A week later, the town was quiet, but it was a different kind of quiet. Beatrice was gone—her private shame now a public reckoning that ensured she would never see a child again.
Lily and his mother, Clara (who had returned from rehab after hearing the news), were still in the house, but they weren’t alone. Every morning, two bikers would pull up to the curb. They weren’t there to intimidate; they were there to mow the lawn, fix the leaky roof, or play catch with Lily.
Jax sat on the porch steps with Lily, who was busy “driving” a custom-built toy motorcycle. The lion patch on the boy’s miniature vest was already chipped and worn.

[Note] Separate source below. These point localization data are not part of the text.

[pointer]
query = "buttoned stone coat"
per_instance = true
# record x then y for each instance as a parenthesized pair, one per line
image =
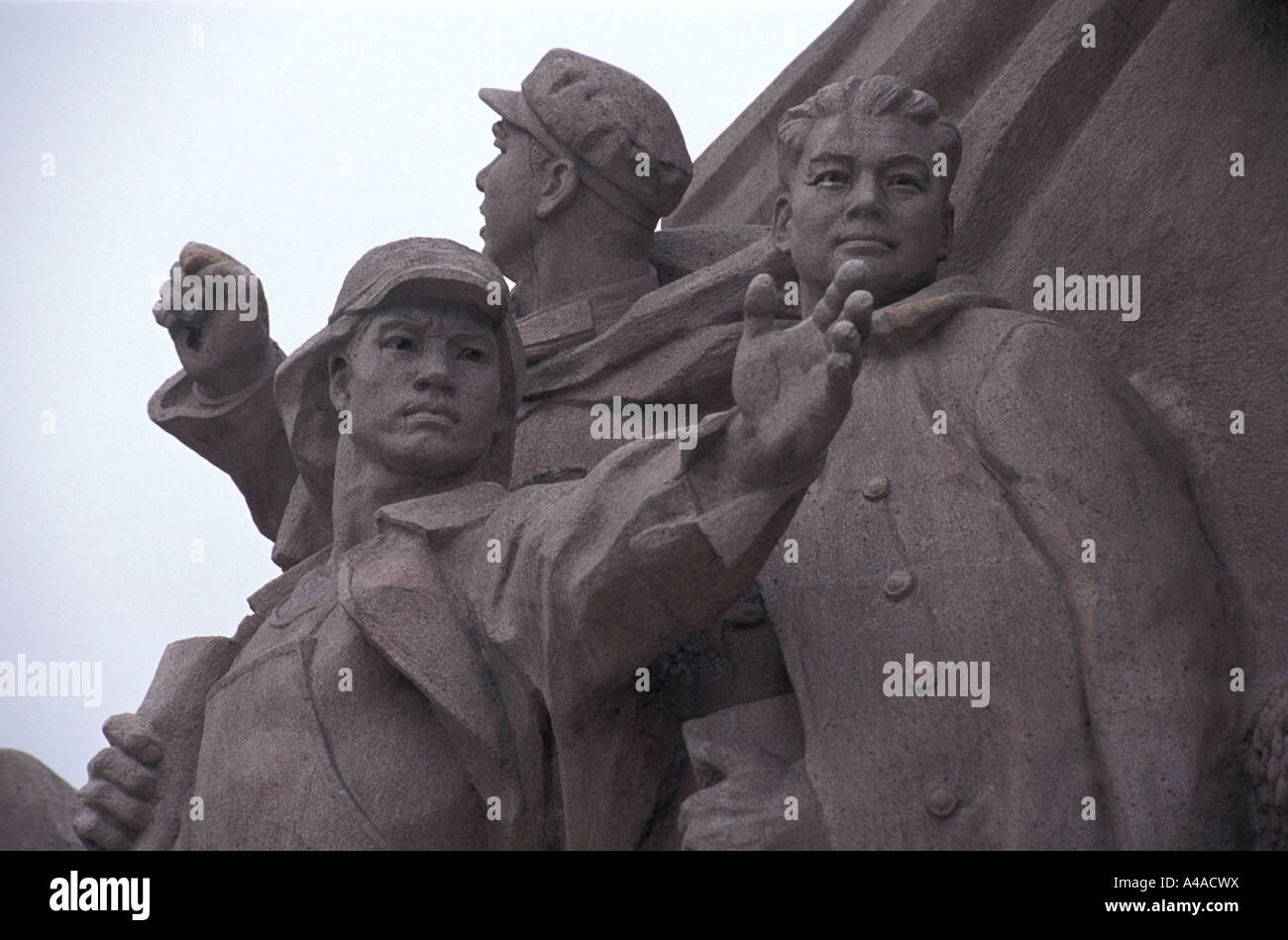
(1111, 679)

“Jax?” Lily asked, looking up.
“Yeah, kid?”
“Why did you clean the truck that day? Why did you give us all that food?”
Jax looked at the horizon, where the Mississippi River flowed on, indifferently. He thought about his own father, the man who had traded him for a bottle of whiskey. He thought about the list, and the other Tobys and Lilys waiting for someone to notice.
“Because the river takes, Lily,” Jax said, his voice a low, warm rumble. “But the road… the road always brings you what you need. You just have to know which one to walk.”
He stood up and adjusted his vest, then signaled to the 100 bikers parked down the street. It was time to head out.
As the 100 engines fired up in a synchronized roar, the neighborhood didn’t tremble. They watched as the thunder moved out, a wall of protection for the smallest member of the pride.
The loudest noise in the universe isn’t a hundred engines; it’s the heartbeat of a child who finally knows he is safe.